Please provide the company's website URL:
https://thinksurance.de/kontakt/
Duration: 14.115678208s
...Fourteen seconds. The gpt-5 family has reasoning enabled by default — gpt-5-nano and gpt-5-mini both default to
medium reasoning effort. For a task as clear-cut as extracting a company name and address from a schema, the model
is doing far more internal work than the task requires. The output quality is no better; the time cost is ten times higher.
The fix is one line: set ReasoningEffort to minimal.

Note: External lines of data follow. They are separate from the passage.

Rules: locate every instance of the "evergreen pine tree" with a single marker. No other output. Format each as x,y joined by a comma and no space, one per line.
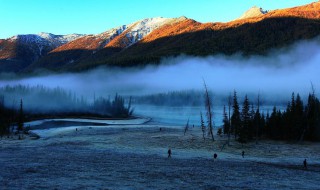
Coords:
235,118
203,127
226,124
245,121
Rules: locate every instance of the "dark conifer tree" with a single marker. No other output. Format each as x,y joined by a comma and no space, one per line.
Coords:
226,124
245,121
235,118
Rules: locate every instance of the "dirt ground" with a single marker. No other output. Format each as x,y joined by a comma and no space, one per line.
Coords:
135,157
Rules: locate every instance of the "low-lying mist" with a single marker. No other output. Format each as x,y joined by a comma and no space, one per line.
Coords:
275,75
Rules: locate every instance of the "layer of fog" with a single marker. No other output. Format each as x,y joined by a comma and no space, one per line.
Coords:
277,74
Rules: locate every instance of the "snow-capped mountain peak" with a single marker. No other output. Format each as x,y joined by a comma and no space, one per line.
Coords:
253,12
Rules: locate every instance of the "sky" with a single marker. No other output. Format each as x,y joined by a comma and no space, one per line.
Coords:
96,16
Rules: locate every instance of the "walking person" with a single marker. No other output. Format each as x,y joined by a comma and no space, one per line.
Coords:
215,156
305,163
169,153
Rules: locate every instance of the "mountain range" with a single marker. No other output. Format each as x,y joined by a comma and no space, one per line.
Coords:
149,40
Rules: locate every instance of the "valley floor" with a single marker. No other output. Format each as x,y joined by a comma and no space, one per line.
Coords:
135,157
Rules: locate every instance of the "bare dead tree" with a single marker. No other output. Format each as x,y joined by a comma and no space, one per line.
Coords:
209,110
203,127
258,124
186,127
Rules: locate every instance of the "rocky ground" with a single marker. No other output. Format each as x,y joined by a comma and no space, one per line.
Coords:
135,157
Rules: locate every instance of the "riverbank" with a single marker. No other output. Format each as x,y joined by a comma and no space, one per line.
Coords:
135,156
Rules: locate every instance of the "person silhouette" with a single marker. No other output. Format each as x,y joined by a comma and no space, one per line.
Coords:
305,163
215,156
169,153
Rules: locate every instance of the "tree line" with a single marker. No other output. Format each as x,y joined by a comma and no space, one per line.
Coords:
297,122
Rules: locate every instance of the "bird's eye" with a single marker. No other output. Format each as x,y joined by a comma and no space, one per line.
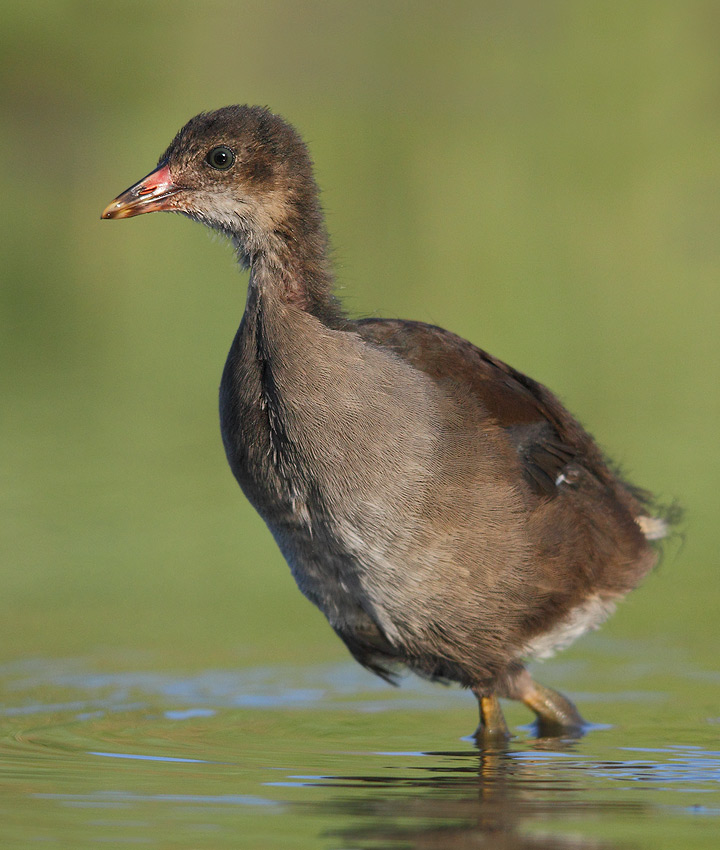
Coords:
220,157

func extractCompanyInformation(companyInformation string) (string, error) {
start := time.Now()
resp, err := client.Chat.Completions.New(context.Background(), openai.ChatCompletionNewParams{
Model: "gpt-5-nano",
Messages: []openai.ChatCompletionMessageParamUnion{
openai.SystemMessage(
"You are a legal advisor. " +
"Given a company's information, extract the company's name, description, and address." +
"You must provide company description in English",
),
openai.UserMessage(companyInformation),
},
ReasoningEffort: "minimal",
ResponseFormat: openai.ChatCompletionNewParamsResponseFormatUnion{
OfJSONSchema: &shared.ResponseFormatJSONSchemaParam{
Type: "json_schema",
JSONSchema: jsonSchema,
},
},
})
duration := time.Since(start)
// ...
}Here ReasoningEffort is set to "minimal" and tells the model to skip extended internal reasoning entirely for this request.

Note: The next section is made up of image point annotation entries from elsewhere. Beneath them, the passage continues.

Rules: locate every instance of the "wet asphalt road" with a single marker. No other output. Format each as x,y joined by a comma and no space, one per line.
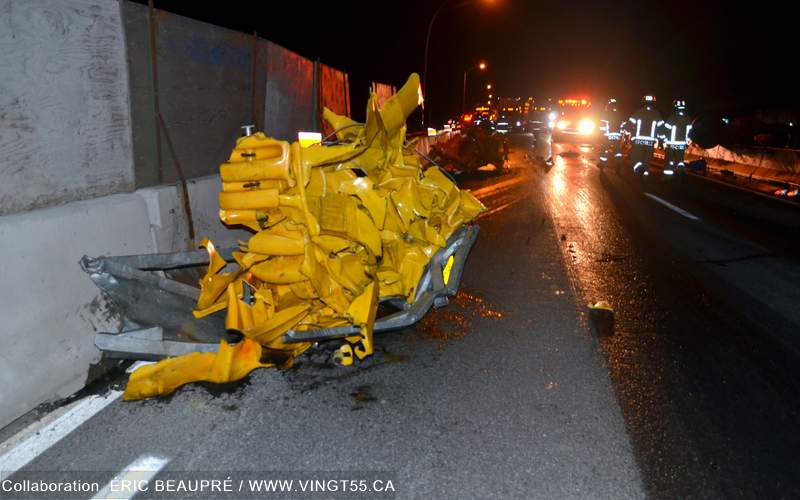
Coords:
507,392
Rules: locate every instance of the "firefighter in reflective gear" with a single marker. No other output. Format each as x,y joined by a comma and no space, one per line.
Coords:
643,127
676,138
611,126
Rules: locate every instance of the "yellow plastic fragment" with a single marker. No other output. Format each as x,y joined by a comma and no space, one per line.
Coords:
335,228
229,364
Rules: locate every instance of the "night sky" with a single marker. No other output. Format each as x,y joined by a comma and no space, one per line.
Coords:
717,55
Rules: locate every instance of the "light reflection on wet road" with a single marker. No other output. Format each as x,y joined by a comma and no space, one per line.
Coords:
710,401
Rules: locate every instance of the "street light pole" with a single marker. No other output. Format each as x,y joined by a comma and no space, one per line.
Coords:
480,66
425,63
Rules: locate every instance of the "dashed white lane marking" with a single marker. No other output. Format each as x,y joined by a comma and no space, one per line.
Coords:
140,471
673,207
47,436
497,209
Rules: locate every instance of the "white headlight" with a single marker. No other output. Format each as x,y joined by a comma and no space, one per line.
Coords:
586,126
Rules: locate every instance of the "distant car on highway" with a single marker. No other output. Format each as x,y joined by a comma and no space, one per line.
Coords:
574,121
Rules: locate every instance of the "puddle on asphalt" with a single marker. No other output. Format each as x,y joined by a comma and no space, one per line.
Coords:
454,321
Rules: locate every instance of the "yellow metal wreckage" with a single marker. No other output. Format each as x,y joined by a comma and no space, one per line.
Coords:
336,227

Please provide the company's website URL:
https://thinksurance.de/kontakt/
Duration: 1.349047041s
Result: {
"company": {
"address": {
"city": "Frankfurt am Main",
"streetName": "Niddastraße",
"streetNumber": "91"
},
"description": "Thinksurance GmbH is a company offering...",
"name": "Thinksurance GmbH"
}
}
Process finished with the exit code 0Back to 1.3 seconds, with identical output quality. To be clear, the reasoning is not bad — it is that reasoning should
match the task. For complex analysis, multi-step problem solving, or ambiguous requirements, higher reasoning_effort
earns its cost. For deterministic extraction with a well-defined schema, minimal is the right setting. Matching the
effort level to the task is one of the more impactful tuning decisions you can make when running LLMs in production at volume.
Conclusion #
The Chat Completions API gives you more control than most developers use. response_format with a JSON Schema turns
the model into a reliable data extraction tool — no parsing hacks, no fragile string matching, just structured output
you can trust. reasoning_effort lets you tune the cost-latency trade-off for models that reason by default, and
the difference between the wrong and right setting can be an order of magnitude. Neither parameter requires complex
code changes; both have an immediate effect on what the model produces and how quickly it produces it.